Though taking a step back for a moment, I'd like to think about doing
something similar for "reset --hard", which is the other "destructive"
operation in git[1]. In that case, I think saving the index state is also
useful, because it is being reset, too (and while those blobs are
recoverable, the exact state is sometimes useful).

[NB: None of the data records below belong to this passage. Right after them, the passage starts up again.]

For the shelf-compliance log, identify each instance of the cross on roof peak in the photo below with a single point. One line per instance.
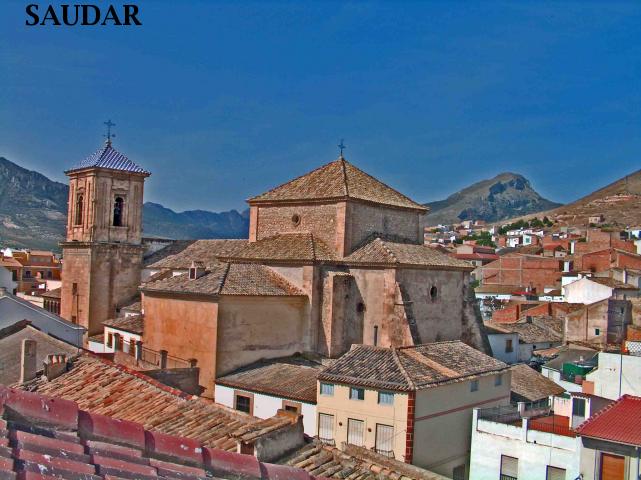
(342, 147)
(109, 135)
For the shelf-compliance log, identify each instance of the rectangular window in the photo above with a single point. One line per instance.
(356, 393)
(509, 468)
(327, 389)
(385, 440)
(555, 473)
(293, 407)
(243, 402)
(578, 407)
(508, 346)
(326, 427)
(386, 398)
(355, 432)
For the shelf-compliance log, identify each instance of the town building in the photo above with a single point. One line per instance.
(399, 401)
(14, 310)
(611, 441)
(264, 387)
(334, 257)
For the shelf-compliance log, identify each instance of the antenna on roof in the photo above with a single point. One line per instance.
(109, 135)
(342, 147)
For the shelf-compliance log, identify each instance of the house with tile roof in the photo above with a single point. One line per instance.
(334, 257)
(611, 441)
(399, 401)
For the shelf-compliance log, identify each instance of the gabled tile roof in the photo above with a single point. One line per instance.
(289, 377)
(380, 251)
(102, 387)
(228, 279)
(357, 463)
(180, 254)
(130, 323)
(50, 438)
(338, 180)
(619, 422)
(530, 385)
(109, 158)
(410, 368)
(284, 247)
(11, 349)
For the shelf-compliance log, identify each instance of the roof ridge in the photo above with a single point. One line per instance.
(293, 180)
(397, 360)
(389, 251)
(344, 169)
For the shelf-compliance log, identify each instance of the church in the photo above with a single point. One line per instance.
(333, 258)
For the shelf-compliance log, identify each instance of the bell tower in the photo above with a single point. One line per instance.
(102, 254)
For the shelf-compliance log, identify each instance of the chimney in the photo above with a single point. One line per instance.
(196, 270)
(55, 365)
(28, 361)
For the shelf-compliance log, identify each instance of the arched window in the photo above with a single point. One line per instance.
(79, 207)
(119, 204)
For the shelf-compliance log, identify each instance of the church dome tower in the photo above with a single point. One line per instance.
(102, 254)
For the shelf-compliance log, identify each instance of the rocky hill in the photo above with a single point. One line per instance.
(33, 213)
(619, 203)
(505, 196)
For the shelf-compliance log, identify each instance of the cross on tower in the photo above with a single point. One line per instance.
(109, 135)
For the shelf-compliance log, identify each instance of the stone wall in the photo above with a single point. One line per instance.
(187, 328)
(252, 328)
(364, 219)
(319, 219)
(105, 275)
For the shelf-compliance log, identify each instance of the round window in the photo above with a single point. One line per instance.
(433, 292)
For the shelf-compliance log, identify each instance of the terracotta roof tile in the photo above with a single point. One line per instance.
(102, 387)
(410, 368)
(379, 251)
(180, 254)
(44, 437)
(530, 385)
(228, 279)
(338, 180)
(619, 422)
(284, 247)
(290, 377)
(129, 323)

If we were to do that, should it be a separate ref? Or should there be a
single backup ref for such "oops, undo that" operations? If the latter,
what should that ref look like? I think it would look something like
refs/stash, with the index and the working tree state stored as separate
commits (even though in the "clean" case, the index state is not likely
to be that interesting, it is cheap to store and makes the recovery
tools uniform to use).

And if we are going to store it like that, should we just be using "git
stash save --keep-index --include-untracked"? I think we would just need
to teach it a "--no-reset" option to leave the tracked files as-is.

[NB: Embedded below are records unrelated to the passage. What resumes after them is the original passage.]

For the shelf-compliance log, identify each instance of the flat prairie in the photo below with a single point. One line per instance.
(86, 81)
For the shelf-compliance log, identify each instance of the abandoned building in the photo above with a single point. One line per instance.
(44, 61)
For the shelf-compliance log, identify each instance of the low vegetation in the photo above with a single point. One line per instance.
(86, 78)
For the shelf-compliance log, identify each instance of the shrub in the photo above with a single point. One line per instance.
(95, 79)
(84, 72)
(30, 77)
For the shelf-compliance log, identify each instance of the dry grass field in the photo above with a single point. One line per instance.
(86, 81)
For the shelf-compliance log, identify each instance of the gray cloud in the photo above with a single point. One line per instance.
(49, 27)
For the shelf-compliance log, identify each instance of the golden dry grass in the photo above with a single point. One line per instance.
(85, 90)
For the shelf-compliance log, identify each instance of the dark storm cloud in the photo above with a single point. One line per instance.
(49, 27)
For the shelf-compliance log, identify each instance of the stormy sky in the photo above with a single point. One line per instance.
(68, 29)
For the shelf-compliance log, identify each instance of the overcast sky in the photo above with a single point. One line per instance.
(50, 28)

I realize that I went a few steps down the "if..." chain there to get to
"should we just be using stash?". But it would also make the code here

[1] Actually, "reset --hard" may be more of an education issue, as
    simply running "git stash" has the same effect, but keeps a backup.
    It's just that "reset --hard" is advertised as the solution to many

> +     if (!active_cache_tree)
> +             active_cache_tree = cache_tree();
> +
> +     if (!cache_tree_fully_valid(active_cache_tree)) {
> +             if (cache_tree_update(active_cache_tree,
> +                 (const struct cache_entry * const *)active_cache,
> +                 active_nr, 0) < 0)
> +                     die("failed to update cache");
> +     }

I'd have thought you could use write_cache_as_tree, which backs "git
write-tree", but there is currently no way to convince it not to write
out the new cache. This is little enough code that it may not be worth
refactoring write_cache_as_tree to handle it.

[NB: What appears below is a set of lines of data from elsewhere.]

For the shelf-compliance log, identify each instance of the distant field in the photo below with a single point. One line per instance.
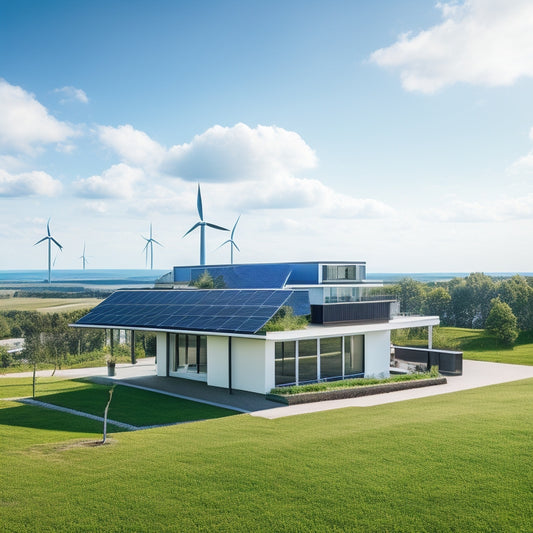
(451, 463)
(479, 345)
(47, 305)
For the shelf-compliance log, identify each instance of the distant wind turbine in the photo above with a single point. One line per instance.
(83, 258)
(150, 243)
(50, 240)
(202, 224)
(231, 242)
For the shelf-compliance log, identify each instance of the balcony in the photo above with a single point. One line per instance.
(354, 312)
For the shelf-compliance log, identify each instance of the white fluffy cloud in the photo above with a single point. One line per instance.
(133, 146)
(25, 124)
(118, 181)
(504, 209)
(35, 183)
(524, 165)
(71, 94)
(481, 42)
(240, 153)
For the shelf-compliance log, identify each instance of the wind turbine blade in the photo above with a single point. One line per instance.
(225, 242)
(216, 227)
(234, 226)
(193, 228)
(199, 204)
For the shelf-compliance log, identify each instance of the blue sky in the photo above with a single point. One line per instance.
(396, 132)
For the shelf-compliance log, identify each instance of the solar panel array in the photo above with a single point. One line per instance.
(225, 311)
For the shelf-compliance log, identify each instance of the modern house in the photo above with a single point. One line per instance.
(218, 335)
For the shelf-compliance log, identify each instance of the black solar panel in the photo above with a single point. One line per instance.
(232, 311)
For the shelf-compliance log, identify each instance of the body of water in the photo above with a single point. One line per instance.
(128, 277)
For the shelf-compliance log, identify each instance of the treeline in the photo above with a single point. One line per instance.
(468, 302)
(49, 339)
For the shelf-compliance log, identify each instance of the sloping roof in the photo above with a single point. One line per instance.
(253, 276)
(228, 311)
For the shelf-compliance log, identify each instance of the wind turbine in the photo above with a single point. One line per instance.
(50, 239)
(83, 257)
(202, 224)
(231, 242)
(150, 242)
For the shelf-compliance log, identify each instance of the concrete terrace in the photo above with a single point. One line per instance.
(142, 375)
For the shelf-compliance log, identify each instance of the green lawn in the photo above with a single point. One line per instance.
(129, 405)
(458, 462)
(479, 345)
(47, 305)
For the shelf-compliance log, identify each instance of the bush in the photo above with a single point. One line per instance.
(501, 322)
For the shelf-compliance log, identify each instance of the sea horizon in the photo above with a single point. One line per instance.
(120, 276)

> +     /* create a reflog, if there isn't one */
> +     git_snpath(logfile, sizeof(logfile), "logs/%s", ref);
> +     if (stat(logfile, &st)) {
> +             FILE *fp = fopen(logfile, "w");
> +             if (!fp)
> +                     warning(_("Can not do reflog for '%s'\n"), ref);
> +             else
> +                     fclose(fp);
> +     }

Kind of gross that we have to do this ourselves (and somewhat contrary
to efforts elsewhere to make the ref code more abstract), but I see that
"git stash" does the same thing.

Should you fopen with "a" here, to avoid a race condition where another
process creates it between the stat() and the fopen(), in which case we
would truncate what they wrote? You could even just get rid of the
stat(), then, like:

  if ((fp = fopen(logfile, "a")))
        warning(_("Can not do reflog for '%s'"), ref);

Also note that your warning has an extra "\n" in it.